IMHO a process which is lossy should never be described as deduplication.
What would work out fairly well for this use case is to group files by similarity, and compress them with an algorithm which can look at all 'editions' of a text.
This should mean that storing a PDF with a (perhaps badly, perhaps brilliantly) type-edited version next to it would 'weigh' about as much as the original PDF plus a patch.
> IMHO a process which is lossy should never be described as deduplication.
Depends. There are going to be some cases where files aren't literally duplicates, but the duplicates don't add any value -- for example, MOBI conversions of EPUB files, or multiple versions of an EPUB with different publisher-inserted content (like adding a preview of a sequel, or updating an author's bibliography).
Splitting those into two cases: I think getting rid of format conversions (which can, after all, be performed again) is worthwhile, but isn't deduplication, that's more like pruning.

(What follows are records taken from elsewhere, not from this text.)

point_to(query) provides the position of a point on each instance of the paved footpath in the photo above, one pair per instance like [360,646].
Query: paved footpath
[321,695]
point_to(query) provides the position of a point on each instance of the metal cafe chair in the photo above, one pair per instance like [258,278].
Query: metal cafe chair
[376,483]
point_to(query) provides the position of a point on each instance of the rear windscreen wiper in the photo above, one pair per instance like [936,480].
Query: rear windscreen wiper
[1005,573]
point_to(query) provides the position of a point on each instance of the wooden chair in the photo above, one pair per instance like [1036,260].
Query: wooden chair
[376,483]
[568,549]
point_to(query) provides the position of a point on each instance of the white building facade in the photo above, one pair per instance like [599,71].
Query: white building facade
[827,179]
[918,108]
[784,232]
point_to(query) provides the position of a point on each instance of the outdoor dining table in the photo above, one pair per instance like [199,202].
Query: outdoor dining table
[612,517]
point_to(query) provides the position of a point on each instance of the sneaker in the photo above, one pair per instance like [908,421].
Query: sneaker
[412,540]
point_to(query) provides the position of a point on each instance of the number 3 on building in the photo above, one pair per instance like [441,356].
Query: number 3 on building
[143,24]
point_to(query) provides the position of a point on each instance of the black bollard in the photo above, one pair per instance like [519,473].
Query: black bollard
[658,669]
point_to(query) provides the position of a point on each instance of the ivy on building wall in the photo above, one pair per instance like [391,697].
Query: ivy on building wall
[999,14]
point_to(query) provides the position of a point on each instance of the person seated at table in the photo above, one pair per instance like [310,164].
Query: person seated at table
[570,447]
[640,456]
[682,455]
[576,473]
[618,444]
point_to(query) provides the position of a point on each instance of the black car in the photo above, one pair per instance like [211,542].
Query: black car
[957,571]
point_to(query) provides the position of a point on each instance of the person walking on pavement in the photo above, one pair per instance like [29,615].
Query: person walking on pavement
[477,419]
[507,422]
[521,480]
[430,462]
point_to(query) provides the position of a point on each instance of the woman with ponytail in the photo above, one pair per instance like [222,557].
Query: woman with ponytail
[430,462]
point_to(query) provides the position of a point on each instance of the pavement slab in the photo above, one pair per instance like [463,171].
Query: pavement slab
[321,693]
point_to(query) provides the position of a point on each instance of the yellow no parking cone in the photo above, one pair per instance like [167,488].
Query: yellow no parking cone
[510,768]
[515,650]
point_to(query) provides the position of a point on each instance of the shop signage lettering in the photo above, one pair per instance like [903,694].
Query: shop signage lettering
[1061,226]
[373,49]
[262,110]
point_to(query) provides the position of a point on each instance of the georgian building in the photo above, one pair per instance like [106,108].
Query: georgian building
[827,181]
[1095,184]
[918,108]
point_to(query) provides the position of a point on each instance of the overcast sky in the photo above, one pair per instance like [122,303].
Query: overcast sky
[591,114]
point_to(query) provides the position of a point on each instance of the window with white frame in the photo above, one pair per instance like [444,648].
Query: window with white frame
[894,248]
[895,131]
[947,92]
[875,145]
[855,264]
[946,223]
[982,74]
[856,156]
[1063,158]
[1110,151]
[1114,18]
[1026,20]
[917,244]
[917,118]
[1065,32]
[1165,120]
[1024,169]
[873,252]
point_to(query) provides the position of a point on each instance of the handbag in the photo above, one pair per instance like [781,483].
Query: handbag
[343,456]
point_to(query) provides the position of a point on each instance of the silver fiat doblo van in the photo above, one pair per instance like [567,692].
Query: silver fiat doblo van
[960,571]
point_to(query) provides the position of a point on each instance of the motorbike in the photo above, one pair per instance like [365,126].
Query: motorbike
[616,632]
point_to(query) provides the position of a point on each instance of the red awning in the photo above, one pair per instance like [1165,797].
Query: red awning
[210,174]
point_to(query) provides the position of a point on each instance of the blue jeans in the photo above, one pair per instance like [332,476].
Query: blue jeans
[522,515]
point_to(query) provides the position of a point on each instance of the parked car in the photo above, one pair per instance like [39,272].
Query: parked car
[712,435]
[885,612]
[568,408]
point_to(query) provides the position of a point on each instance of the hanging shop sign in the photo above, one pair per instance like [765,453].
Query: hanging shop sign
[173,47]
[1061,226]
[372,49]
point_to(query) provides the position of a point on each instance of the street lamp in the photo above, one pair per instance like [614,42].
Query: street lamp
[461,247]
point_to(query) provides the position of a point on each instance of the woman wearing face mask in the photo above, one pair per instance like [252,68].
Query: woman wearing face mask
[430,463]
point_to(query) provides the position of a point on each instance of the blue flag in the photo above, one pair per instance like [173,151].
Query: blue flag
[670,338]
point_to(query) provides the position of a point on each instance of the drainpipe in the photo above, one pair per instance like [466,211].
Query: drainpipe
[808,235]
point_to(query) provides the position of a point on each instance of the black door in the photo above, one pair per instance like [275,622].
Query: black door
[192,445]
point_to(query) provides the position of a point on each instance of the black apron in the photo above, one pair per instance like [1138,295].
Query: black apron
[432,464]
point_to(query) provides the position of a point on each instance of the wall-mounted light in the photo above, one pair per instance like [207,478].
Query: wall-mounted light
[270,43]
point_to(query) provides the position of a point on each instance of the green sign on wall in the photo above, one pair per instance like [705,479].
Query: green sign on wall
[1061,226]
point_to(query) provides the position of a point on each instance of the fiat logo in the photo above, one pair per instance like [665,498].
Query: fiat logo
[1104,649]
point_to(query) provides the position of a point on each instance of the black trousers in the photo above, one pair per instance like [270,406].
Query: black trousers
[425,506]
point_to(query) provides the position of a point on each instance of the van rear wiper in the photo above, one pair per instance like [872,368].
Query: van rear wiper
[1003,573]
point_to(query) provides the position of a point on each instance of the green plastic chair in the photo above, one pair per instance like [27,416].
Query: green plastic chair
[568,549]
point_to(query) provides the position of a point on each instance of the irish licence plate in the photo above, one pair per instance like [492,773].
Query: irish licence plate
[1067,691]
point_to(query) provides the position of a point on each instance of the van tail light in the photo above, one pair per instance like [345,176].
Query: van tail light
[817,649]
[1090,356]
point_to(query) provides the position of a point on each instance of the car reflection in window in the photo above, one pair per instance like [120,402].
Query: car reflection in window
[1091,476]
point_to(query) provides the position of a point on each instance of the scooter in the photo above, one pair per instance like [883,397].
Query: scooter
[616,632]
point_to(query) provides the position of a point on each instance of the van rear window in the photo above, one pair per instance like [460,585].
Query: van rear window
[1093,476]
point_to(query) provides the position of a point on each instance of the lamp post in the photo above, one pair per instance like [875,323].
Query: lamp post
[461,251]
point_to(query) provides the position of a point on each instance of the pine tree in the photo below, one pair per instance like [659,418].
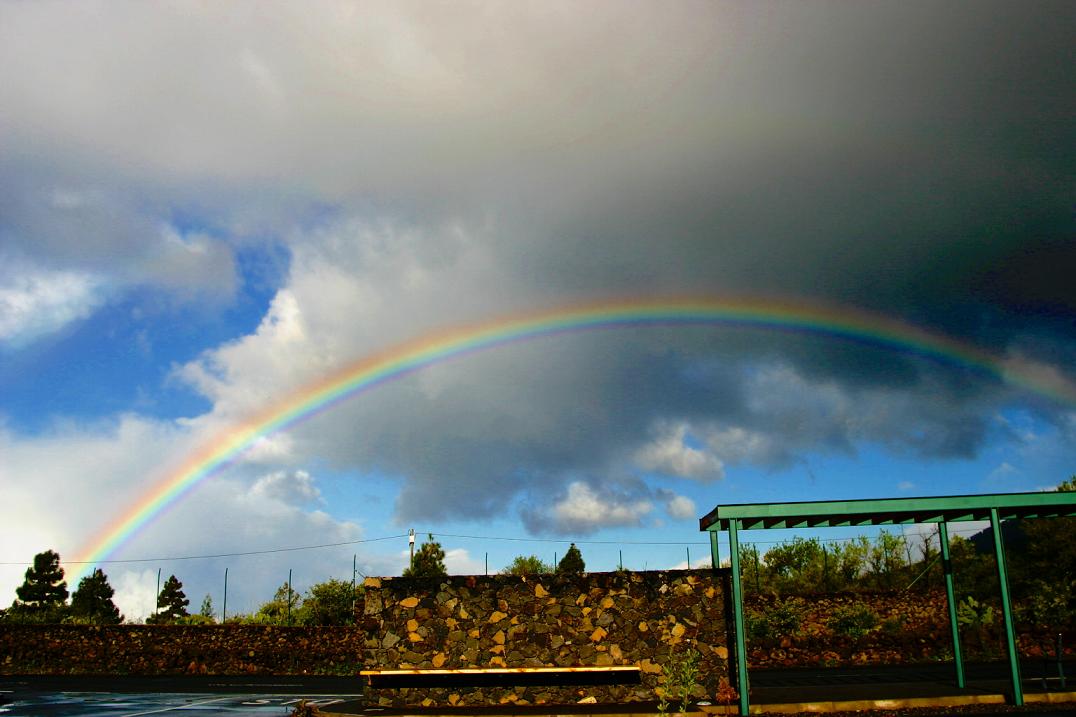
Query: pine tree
[44,589]
[527,565]
[207,608]
[428,562]
[171,603]
[571,563]
[93,600]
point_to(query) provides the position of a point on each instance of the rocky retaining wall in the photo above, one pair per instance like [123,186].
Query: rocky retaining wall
[640,619]
[133,649]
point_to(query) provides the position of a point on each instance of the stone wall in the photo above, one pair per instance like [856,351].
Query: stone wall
[136,649]
[597,619]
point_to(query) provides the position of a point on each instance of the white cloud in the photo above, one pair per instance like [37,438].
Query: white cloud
[296,488]
[34,303]
[582,509]
[457,561]
[102,471]
[681,507]
[670,454]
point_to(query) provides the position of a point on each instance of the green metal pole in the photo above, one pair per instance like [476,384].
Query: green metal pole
[738,613]
[950,595]
[1006,607]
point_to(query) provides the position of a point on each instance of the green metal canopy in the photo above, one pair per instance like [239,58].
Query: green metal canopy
[890,511]
[887,511]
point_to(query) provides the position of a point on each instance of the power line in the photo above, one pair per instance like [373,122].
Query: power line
[561,540]
[220,554]
[448,535]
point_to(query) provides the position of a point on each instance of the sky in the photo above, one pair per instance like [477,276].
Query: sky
[208,207]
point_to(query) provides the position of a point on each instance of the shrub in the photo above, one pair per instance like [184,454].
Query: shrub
[853,620]
[783,618]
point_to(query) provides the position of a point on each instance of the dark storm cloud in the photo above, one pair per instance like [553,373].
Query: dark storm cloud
[910,158]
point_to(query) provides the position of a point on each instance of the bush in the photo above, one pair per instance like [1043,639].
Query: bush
[783,618]
[853,620]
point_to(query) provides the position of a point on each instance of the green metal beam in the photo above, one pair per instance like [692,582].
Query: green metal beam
[741,683]
[891,511]
[951,600]
[1006,607]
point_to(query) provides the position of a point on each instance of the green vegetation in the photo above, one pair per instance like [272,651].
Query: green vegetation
[428,562]
[527,565]
[853,620]
[681,673]
[91,601]
[171,603]
[571,563]
[42,598]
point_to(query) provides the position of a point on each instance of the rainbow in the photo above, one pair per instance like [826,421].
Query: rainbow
[401,360]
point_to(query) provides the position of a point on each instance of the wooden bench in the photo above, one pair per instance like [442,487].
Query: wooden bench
[503,676]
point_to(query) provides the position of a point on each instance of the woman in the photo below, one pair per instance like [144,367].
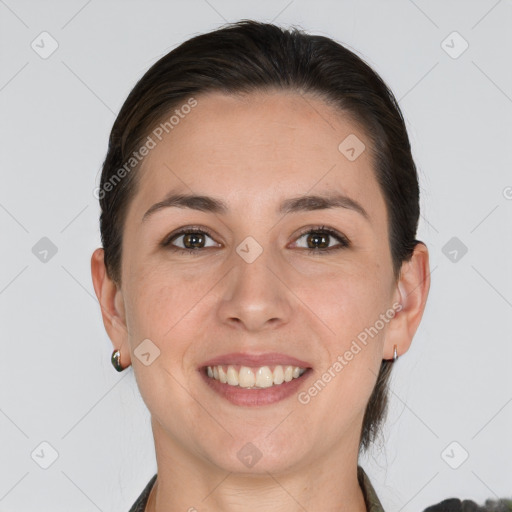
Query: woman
[259,267]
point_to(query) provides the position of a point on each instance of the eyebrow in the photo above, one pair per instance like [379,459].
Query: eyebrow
[292,205]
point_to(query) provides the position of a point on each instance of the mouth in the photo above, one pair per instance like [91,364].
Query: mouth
[255,380]
[256,377]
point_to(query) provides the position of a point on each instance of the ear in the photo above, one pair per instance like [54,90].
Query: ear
[111,302]
[411,292]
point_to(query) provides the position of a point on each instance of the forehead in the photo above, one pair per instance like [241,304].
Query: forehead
[259,148]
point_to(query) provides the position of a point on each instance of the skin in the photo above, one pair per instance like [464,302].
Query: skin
[252,152]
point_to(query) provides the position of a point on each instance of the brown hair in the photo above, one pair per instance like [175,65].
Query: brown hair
[250,56]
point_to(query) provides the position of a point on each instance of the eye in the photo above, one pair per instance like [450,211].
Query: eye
[192,240]
[318,241]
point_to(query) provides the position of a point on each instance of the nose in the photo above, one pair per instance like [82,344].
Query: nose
[256,295]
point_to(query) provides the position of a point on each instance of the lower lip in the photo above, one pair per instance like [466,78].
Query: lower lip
[252,397]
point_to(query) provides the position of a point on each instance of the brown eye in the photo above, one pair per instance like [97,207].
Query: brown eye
[188,239]
[320,240]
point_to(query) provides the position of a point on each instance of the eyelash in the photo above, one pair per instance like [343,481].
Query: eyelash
[344,242]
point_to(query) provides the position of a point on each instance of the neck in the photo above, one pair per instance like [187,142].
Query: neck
[189,483]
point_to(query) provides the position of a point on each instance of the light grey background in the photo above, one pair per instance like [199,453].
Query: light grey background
[56,381]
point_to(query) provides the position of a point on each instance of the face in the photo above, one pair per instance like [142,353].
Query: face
[270,273]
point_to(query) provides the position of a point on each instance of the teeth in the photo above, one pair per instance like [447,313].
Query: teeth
[262,377]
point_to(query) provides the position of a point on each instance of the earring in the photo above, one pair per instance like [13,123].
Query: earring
[116,360]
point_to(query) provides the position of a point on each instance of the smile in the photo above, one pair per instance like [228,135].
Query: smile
[254,377]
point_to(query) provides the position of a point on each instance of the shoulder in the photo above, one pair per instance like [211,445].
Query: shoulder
[457,505]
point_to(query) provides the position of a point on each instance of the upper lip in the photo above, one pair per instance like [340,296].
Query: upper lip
[267,359]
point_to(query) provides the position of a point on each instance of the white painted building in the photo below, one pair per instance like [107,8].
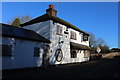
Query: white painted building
[21,48]
[62,43]
[68,43]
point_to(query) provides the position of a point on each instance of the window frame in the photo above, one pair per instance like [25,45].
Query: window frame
[73,55]
[85,37]
[59,30]
[57,55]
[73,35]
[5,50]
[36,53]
[86,53]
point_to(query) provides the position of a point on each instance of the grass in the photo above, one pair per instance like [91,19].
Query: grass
[111,55]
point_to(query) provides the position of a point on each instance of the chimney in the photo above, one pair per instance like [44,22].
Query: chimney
[51,10]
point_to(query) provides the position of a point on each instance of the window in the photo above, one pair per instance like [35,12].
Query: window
[73,35]
[6,50]
[85,37]
[59,55]
[36,51]
[59,30]
[86,54]
[73,54]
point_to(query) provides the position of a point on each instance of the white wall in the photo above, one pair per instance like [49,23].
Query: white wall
[49,30]
[23,51]
[65,47]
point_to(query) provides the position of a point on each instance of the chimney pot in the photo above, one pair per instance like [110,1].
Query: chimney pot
[51,10]
[51,6]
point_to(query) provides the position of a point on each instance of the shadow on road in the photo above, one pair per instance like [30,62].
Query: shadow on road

Multiple versions of an EPUB with slightly different content is exactly the case where a compression algorithm with an attention span, and some metadata to work with can, get the multiple copies down enough in size that there's no point in disposing of the unique parts.
What would work out fairly well for this use case is to group files by similarity, and compress them with an algorithm which can look at all 'editions' of a text.
This should mean that storing a PDF with a (perhaps badly, perhaps brilliantly) type-edited version next to it would 'weigh' about as much as the original PDF plus a patch.